Cinema

Il "No" a Pinochet fa discutere e unisce il Cile

Dopo Cannes e il successo al festival di Locarno, ha esordito in Cile l'ultimo film di Pablo Larraín

Gael Garcia Bernal sulla locandina di "No"

Dopo il festival di Cannes e quello recentissimo di Locarno la vera prova del fuoco per No l’ultimo film di Pablo Larraín, già conosciuto per “Post Mortem” e “Tony Manero”, era proprio quel Cile di cui il film, tratto dalla pièce teatrale El Plebiscito di Antonio Skarmeta, racconta una delle pagine più dure e controverse. Ovvero le ultime battute del potere del dittatore Augusto Pinochet e della campagna televisiva del 1988 per il referendum volto a convincere le persone a votare "no" ad altri 8 anni del generale.

Il protagonista, Rene Saavedra, un arrogante creativo interpretato da Gael Garcia Bernal, già noto come il giovane Ernesto Che Guervara ne I diari della motocicletta, dà vita ad una saga dolce amara non solo di un capitolo importantissimo della storia del Cile ma dell’idea stessa di libertà. A trionfare infatti non sarà il semplice desiderio di essa ma l'efficacia degli spot televisivi nel venderla come “prodotto”.

In Cile l’attesa è stata altissima alimentata anche da un ottimo battage.

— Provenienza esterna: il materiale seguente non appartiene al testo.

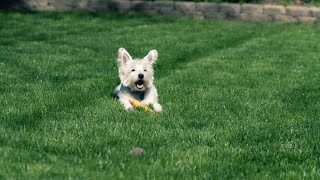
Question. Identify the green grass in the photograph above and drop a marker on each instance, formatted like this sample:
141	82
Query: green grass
241	100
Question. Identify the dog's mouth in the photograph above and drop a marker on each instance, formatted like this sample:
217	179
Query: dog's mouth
140	84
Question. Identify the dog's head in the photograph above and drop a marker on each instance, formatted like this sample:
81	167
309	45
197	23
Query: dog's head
136	74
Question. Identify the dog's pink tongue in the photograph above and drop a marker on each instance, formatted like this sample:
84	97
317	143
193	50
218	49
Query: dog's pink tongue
139	86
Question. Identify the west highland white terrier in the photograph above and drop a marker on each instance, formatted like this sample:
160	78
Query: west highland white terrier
137	80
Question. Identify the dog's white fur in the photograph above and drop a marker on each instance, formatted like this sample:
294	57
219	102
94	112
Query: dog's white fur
137	80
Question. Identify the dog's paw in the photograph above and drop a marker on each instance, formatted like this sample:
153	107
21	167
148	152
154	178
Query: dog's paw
157	107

Alla prima a Santiago hanno partecipato ben 3 ex presidenti della Repubblica, di opposti orientamenti politici: Patricio Aylwin, Eduardo Frei e Ricardo Lagos.

“Abbiamo voluto raccontare al mondo tutto ciò che c’è stato con Pinochet e le sue innumerevoli atrocità” ha spiegato il regista Pablo Larraín ma anche il fatto che questa campagna “mostrava qualcosa di positivo su come sarebbe potuto essere dopo, diceva alle persone: la felicità sta arrivando”. E il pubblico sembra aver recepito in pieno il messaggio . Stavolta fuori dai cinema, non ci sono state polemiche, né manifestazioni di nostalgici come spesso accade quando in Cile si parla di Pinochet durante il cui regime vennero uccise e/o fatte scomparire oltre 3 mila persone.

“Questo film mi ha fatto vedere da vicino le ipocrisie di quell’epoca - spiega adesso José che ha solo 15 anni e che Pinochet al potere l’ha visto solo nelle foto nei libri di scuola”. Sua madre Rina invece quell’epoca l’ha vissuta “ma riviverla al cinema permette in qualche modo di lasciarla andare via per sempre”. Tutto è filato liscio, insomma, come se davvero, almeno in Cile, paese che si prepara l’anno prossimo a rieleggere un nuovo presidente, la lunga strada verso la democrazia non sia più in salita.